Algo tiene Kid’s, la floreciente banda tucumana. Tiene algo de jazz, de rock y bastante de fuerza su estilo. Algo tiene Kid’s en sus canciones de otros artistas cuyas voces se oyen, pero es tan claro que algo tiene Kid’s, que ya las hicieron casi suyas. “Algo tiene Kid’s”, pensaron, meditaron y concluyeron las autoridades de Warner Music quienes les firmaron un contrato hace poco. Algo tiene Kid’s, que fue citado a tocar al canal de streaming OLGA, hace un par de semanas para tocar en vivo y provocar todo tipo de comentarios en una de las plataformas más populares del país. Algo tiene Kid’s que hizo que el drástico cambio de sede para su primer recital pos contrato no haya afectado en nada a su show. Algo tiene Kid’s que hace que aunque ellos sean unos “niños” de entre 19 y 27 años, los “viejos” de 40 no nos sintamos viejos en su recital.
Algo tienen Juan Naciff (27), Mateo López (19), Camilo López (21) y Lucas Daniel (24), que hace que su show del fin de semana pueda abanicarse entre varios microclimas: atrás, donde se vende el alcohol y se fuma constantemente, no deja de ser un recital en una noche de sábado. Adelante, los padres de los chicos de la banda disfrutan en primera fila de la música de sus hijos. Se respiran varios ambientes: nocturno y familiar. La mezcla es siempre tierna, pero además pasará a ser más que acertada cuando los variados invitados musicales vayan subiendo al escenario.
El recital arranca con ellos caminando entre el público. Saliendo de atrás del espacio designado para la gente en La Gesta Cultural (avenida Alem 747), para abrirse paso mientras, de fondo, suena una melodía sintetizada. Nadie de ellos toma el centro del escenario. Se ubican en una especie de U (o C).
Cómo fue el recital
Los primeros temas son algunas de sus reversiones que los pusieron en la primera plana de la escena: canciones de Duki, Nicky Nicole, Shakira, Nathy Peluso, entre otros. Luego, los Kid’s empiezan a recibir visitas: cantantes de diferentes estilos que se acoplan a la banda aún cuando la diferencia de estilos para ser mucha. La primera es la jujeña Ain Barrionuevo y después será el turno de Ignacio Cuéllar.

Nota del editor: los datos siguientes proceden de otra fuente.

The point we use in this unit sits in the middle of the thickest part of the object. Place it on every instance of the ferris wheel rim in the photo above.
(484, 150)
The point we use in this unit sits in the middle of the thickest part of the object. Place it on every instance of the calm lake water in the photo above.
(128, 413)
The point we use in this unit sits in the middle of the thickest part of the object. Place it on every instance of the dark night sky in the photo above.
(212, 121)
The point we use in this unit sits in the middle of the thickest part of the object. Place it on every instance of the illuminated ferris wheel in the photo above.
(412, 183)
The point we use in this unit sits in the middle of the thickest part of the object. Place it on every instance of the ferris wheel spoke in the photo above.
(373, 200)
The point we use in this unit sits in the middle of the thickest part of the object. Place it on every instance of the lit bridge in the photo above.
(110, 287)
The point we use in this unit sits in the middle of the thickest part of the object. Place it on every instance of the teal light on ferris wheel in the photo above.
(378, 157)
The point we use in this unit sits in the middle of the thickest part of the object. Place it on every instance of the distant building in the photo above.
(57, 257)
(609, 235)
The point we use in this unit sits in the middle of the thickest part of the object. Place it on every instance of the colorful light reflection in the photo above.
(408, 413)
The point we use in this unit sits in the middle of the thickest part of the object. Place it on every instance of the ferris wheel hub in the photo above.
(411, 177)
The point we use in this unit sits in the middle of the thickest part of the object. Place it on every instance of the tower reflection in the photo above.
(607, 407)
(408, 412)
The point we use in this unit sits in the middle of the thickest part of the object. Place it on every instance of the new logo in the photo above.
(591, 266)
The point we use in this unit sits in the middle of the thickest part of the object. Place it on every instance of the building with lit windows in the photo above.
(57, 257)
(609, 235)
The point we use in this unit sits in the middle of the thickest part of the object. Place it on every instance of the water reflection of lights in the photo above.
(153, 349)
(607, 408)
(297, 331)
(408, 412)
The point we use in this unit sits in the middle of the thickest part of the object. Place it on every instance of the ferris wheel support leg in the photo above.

PANORÁMICA. Una foto desde atrás, con el escenario de fondo y los músicos ubicados a los costados.
En un momento, aquel centro del escenario se convierte en una plataforma rapera. Los músicos mantienen una melodía durante 30 minutos mientras jóvenes (y no tanto) del público se suben a rapear. A “trapear”, dirán otros. Cada uno sube con una fuerza superior a la del anterior y quedan elevados en un púlpito callejero, urbano y nada celestial.
En la última parte del recital, la banda llama a Franco Barrionuevo, el folclorista chaqueño con más de 20 años en los escenarios tradicionales de ese tipo de música. El cantautor dice unas palabras antes de empezar y agradece que sus canciones vayan a ser escuchadas con el “filtro” de los Kid’s. La mezcla es rara incluso hasta confunde, pero hay fanáticos de Barrionuevo que cantan sus canciones y celebran la nueva versión. En un confuso episodio: todos terminamos aprendiéndonos el estribillo de una melosa canción y cantando con la fuerza que la situación ya ha impuesto.
“Para el final vamos con lo que nos trajo hasta aquí”, anuncian. Se trata de un mix de canciones también reversionadas, las primeras que pegaron. Algo tiene Kid’s y está claro que son muchas cosas, pero que ese “algo” es especial. Muy especial.